767 Discovering the signaling pathways underlying mouse Merkel cell development using FACS-based single cell RNA-seq

Abstract

Merkel cells (MC) are innervated light touch sensors that comprise less than 0.3% of the mouse epidermis. Terminally differentiated MC are derived from epithelial progenitors and possess both epidermal and neuronal features. Study of MC development provides a model of lineage-specific epithelial differentiation and gives insight into the tumorigenesis of Merkel cell carcinoma (MCC). Using fluorescence-activated cell sorting (FACS)-based single-cell RNA sequencing (scRNAseq) and MC-specific GFP reporter mice, we captured the transcriptome of single MC from embryonic, neonatal, and postnatal skin. Single GFP+ cells were isolated, lysed, and cDNA library for individual cells were generated using Smart-seq2 method. We determined the transcriptome of 1152 single cells including GFP+ MC at all states of differentiation and GFP- control cells. Sequencing yielded ∼3 million filtered reads per cell.
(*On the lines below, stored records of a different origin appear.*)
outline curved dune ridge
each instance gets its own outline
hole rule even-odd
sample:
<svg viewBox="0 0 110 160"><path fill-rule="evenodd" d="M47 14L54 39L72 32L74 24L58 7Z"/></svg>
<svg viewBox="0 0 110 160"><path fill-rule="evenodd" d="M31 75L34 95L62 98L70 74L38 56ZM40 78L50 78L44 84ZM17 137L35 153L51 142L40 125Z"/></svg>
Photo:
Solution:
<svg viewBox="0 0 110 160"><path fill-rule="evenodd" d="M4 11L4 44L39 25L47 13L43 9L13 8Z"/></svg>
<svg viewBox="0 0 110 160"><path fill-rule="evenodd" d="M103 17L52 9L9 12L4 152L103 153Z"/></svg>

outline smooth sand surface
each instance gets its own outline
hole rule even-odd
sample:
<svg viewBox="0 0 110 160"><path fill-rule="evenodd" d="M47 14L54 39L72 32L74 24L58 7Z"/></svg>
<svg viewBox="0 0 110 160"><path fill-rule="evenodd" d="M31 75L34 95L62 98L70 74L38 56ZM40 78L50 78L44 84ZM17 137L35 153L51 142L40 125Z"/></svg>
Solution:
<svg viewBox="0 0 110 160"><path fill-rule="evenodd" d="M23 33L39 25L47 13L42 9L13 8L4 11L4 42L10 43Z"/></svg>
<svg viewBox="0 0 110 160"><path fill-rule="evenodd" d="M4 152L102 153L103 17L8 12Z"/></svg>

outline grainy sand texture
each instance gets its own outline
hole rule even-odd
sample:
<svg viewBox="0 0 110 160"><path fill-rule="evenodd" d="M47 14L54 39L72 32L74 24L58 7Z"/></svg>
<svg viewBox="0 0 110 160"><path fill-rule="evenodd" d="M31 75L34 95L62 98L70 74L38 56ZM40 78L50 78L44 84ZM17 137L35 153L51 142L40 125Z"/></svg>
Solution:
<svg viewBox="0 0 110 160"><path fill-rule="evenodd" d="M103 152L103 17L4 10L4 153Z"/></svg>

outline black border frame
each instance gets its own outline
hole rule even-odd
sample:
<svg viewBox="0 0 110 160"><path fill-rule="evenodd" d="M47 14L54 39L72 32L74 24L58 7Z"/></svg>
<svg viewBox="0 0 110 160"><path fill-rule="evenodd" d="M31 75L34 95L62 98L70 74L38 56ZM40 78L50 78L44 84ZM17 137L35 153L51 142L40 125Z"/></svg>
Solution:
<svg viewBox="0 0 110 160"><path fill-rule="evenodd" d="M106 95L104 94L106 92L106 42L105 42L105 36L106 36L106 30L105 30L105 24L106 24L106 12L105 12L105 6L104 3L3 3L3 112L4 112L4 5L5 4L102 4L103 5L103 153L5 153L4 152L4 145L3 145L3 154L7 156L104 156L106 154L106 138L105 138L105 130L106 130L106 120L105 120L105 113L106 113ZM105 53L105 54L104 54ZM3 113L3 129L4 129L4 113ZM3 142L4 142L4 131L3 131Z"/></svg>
Full-length mRNAs were mapped, and splice variants were identified with an average of 6000 genes per cell. Cell transcriptomes clustering identified MC at different differentiation stages, from epithelial precursor to terminally differentiated MC. Trajectory analysis traced the transcriptional changes occurring during MC differentiation. MC-specific genes and transcriptional regulators that define MC differentiation were identified. Transcriptional signatures associated with active cell signaling pathways were identified for each stage of MC differentiation. Comparison of MC progenitors to keratinocytes identified Shh, Egf, Bmp4, and Fgf signaling as being active in early MC specification. Taken together, our FACS-seq approach captured high quality scRNA-seq data to analyze the differentiation of MC from developing mouse skin. This analysis identified novel markers for the MC lineage, characterized the stages of MC differentiation, and defined transcriptional networks and signaling pathways underlying MC differentiation.